The liner explains that on this recording, Bruce Cohen returned to his ‘ambient electronic roots, with the slightly added twist of totally improvising every song to fit a self-imposed four minute time frame, with little to no overdubs, and no edits whatsoever.’
Douglas Rushkoff notes in his book that “ambient music isn’t a set of particular sounds one listens to but a space in which one breathes.” In “Four BC” the layers and washes of sound and music can be focused on or ignored, lazily mind-surfed or instead analyzed.
Never a trite “sound collage”, a problem which plagues so many in this genre, this album has moods, textures and rhythms that lend well to repeat listening. So you can dig deep or soar to the shore with this exceptional work.
Come equipped with a truly open mind because “Four BC” is easy to dismiss without one. As improvised music, it shouldn’t be surprising that one needs to experiment in finding the appropriate setting and circumstances for realizing its potential.
It may be as simple as using headphones in darkness; for others, it may need to be experienced in nature during a particular time of year. But the genius is in there waiting for you. If you can’t be bothered to put in the effort, then listen anyway as you’ll still find plenty to enjoy in terms of rhythms and sounds. It just more accurate listening is so much more rewarding.
I am a devout listener of ambient/electronic music, and when I played through “Four BC” for the first time, I couldn’t believe what I was hearing, because I was so used to the mundane commercial tracks of mainstream artists. I became instantly attuned to the vibrant, melodic vibrations and flowing wave-forms, and ethereal pings that instilled the vastness of space that was all beautifully, subtly and tastefully filled.

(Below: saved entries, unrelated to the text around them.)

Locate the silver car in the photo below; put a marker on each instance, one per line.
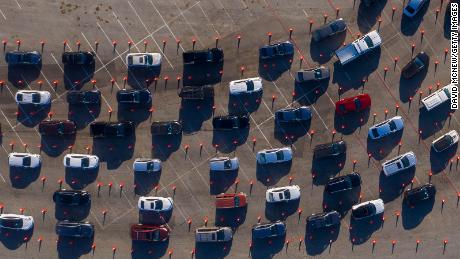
(399, 163)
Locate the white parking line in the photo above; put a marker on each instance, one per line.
(165, 23)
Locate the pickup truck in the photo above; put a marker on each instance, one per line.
(437, 98)
(213, 234)
(214, 55)
(352, 51)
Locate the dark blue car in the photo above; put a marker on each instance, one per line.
(276, 50)
(23, 58)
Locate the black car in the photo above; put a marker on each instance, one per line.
(90, 97)
(230, 122)
(134, 98)
(343, 183)
(417, 64)
(196, 92)
(78, 58)
(161, 128)
(329, 150)
(214, 55)
(323, 220)
(71, 198)
(112, 129)
(419, 194)
(329, 29)
(67, 228)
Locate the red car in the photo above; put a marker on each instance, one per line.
(353, 104)
(57, 127)
(229, 201)
(149, 233)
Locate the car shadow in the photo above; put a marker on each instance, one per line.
(164, 146)
(323, 169)
(408, 87)
(83, 115)
(266, 248)
(430, 122)
(410, 25)
(322, 52)
(31, 115)
(141, 78)
(341, 202)
(73, 248)
(269, 175)
(308, 94)
(281, 210)
(202, 74)
(228, 141)
(20, 76)
(54, 146)
(193, 113)
(145, 182)
(391, 187)
(21, 178)
(349, 123)
(114, 151)
(78, 179)
(413, 216)
(136, 115)
(233, 218)
(368, 16)
(154, 217)
(72, 213)
(272, 69)
(317, 241)
(361, 230)
(351, 75)
(288, 134)
(244, 104)
(212, 250)
(439, 161)
(381, 148)
(75, 76)
(13, 239)
(220, 182)
(148, 250)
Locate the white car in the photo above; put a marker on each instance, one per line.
(399, 163)
(283, 194)
(143, 60)
(16, 222)
(33, 97)
(386, 128)
(367, 209)
(437, 98)
(81, 161)
(157, 204)
(276, 155)
(147, 165)
(445, 141)
(24, 160)
(224, 164)
(246, 86)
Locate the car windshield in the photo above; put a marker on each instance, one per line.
(85, 162)
(368, 41)
(405, 161)
(26, 161)
(11, 222)
(250, 85)
(392, 125)
(318, 74)
(35, 98)
(279, 155)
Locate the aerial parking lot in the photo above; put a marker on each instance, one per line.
(241, 123)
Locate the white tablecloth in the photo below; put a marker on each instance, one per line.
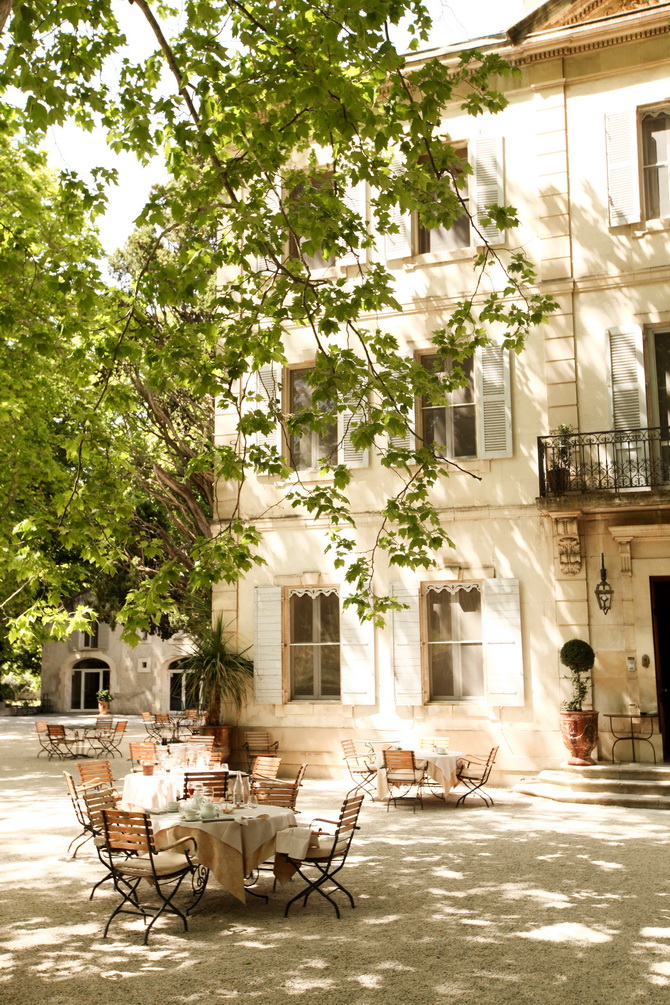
(230, 848)
(442, 768)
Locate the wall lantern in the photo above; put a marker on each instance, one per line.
(604, 591)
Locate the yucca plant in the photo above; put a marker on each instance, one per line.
(215, 672)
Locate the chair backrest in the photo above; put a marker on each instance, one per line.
(399, 761)
(129, 832)
(213, 783)
(265, 767)
(96, 801)
(95, 772)
(142, 753)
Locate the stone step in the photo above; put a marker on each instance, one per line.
(644, 786)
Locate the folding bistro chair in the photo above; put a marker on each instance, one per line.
(328, 857)
(258, 744)
(213, 783)
(402, 772)
(362, 769)
(165, 869)
(279, 792)
(473, 772)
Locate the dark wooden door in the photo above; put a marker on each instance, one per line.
(660, 605)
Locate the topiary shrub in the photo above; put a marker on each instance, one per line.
(579, 657)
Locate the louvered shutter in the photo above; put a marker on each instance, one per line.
(260, 263)
(267, 675)
(407, 646)
(623, 177)
(629, 409)
(503, 655)
(488, 185)
(347, 453)
(268, 387)
(493, 402)
(355, 197)
(399, 245)
(357, 657)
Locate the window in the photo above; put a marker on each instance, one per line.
(313, 643)
(452, 427)
(447, 238)
(307, 448)
(454, 641)
(655, 128)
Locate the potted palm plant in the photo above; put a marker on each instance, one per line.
(579, 727)
(216, 674)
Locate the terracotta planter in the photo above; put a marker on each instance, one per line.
(221, 736)
(580, 735)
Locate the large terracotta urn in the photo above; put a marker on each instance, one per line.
(580, 735)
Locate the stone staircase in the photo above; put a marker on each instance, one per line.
(644, 786)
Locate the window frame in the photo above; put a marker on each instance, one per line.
(317, 695)
(451, 587)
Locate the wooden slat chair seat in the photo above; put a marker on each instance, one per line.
(141, 754)
(212, 783)
(329, 856)
(473, 772)
(279, 792)
(361, 767)
(46, 744)
(132, 855)
(265, 767)
(403, 772)
(258, 743)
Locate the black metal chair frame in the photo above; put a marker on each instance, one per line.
(363, 773)
(127, 877)
(328, 867)
(473, 772)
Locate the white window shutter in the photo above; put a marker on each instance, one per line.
(407, 646)
(347, 453)
(399, 245)
(355, 197)
(260, 263)
(268, 387)
(629, 407)
(623, 174)
(503, 655)
(357, 657)
(494, 425)
(487, 166)
(267, 647)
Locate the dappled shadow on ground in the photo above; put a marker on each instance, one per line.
(527, 901)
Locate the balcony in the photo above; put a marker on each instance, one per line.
(611, 461)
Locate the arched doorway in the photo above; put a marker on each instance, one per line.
(88, 676)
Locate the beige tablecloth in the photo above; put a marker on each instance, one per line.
(230, 848)
(442, 768)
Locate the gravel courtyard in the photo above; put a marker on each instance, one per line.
(528, 901)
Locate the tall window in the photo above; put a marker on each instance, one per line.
(656, 163)
(448, 238)
(454, 645)
(451, 427)
(308, 447)
(313, 643)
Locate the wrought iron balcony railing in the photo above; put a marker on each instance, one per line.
(611, 460)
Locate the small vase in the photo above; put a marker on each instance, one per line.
(579, 731)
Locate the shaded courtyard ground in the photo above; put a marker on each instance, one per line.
(527, 901)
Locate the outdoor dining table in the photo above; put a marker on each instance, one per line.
(232, 846)
(442, 768)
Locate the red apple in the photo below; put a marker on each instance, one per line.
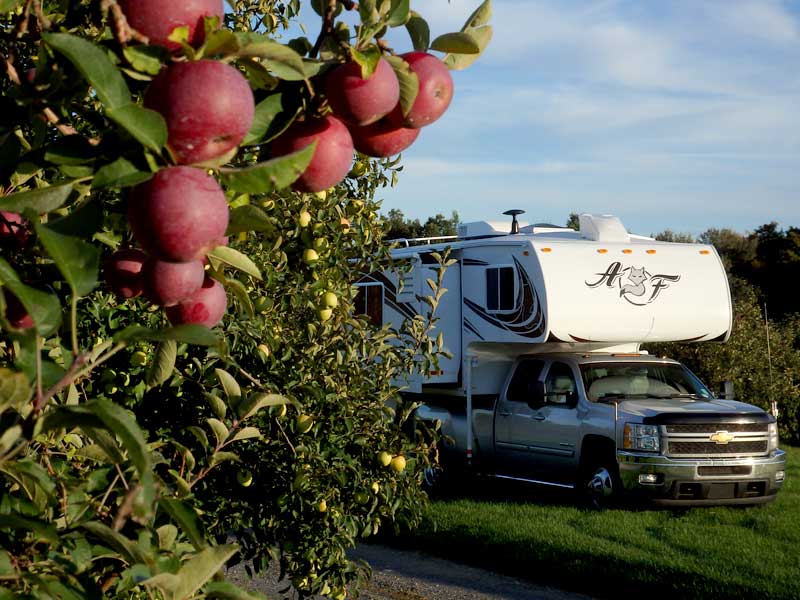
(166, 283)
(360, 101)
(386, 137)
(179, 214)
(157, 18)
(205, 307)
(16, 314)
(435, 88)
(332, 156)
(14, 229)
(208, 106)
(123, 271)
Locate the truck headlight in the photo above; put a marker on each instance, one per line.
(641, 437)
(773, 436)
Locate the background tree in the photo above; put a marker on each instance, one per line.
(135, 441)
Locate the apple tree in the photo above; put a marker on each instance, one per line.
(188, 195)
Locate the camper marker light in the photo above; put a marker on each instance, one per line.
(637, 436)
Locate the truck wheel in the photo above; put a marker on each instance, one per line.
(601, 485)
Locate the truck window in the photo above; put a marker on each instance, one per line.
(369, 301)
(500, 289)
(559, 385)
(640, 379)
(526, 373)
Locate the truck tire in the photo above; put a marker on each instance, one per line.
(600, 484)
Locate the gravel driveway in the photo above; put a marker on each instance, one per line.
(409, 575)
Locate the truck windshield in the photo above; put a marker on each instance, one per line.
(619, 380)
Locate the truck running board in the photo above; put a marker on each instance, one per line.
(526, 480)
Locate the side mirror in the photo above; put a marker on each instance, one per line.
(726, 390)
(536, 399)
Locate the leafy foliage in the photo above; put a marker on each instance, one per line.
(138, 459)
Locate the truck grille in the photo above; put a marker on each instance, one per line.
(711, 428)
(696, 448)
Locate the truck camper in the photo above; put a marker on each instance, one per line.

Frequencies are substituted for real soundscaping, as the tracks here, are evocative and extremely pleasant to listen to. This is music that favors abstraction and improvisation, yet everything sounds well-planned out and accessible enough to hold your attention.
On the album “Four BC,” Bruce Cohen offers us more than mere sonic manipulation. He looks beyond synth manuals and realizes music that is an inextricable weave of sound engineering, solitary reflection and ambient aesthetics. Consider the album’s tracks as various degrees of emotion, lingering, and then shifting to another state. For me, the musical subtlety of “Four BC” is in the impression left, rather than the story told.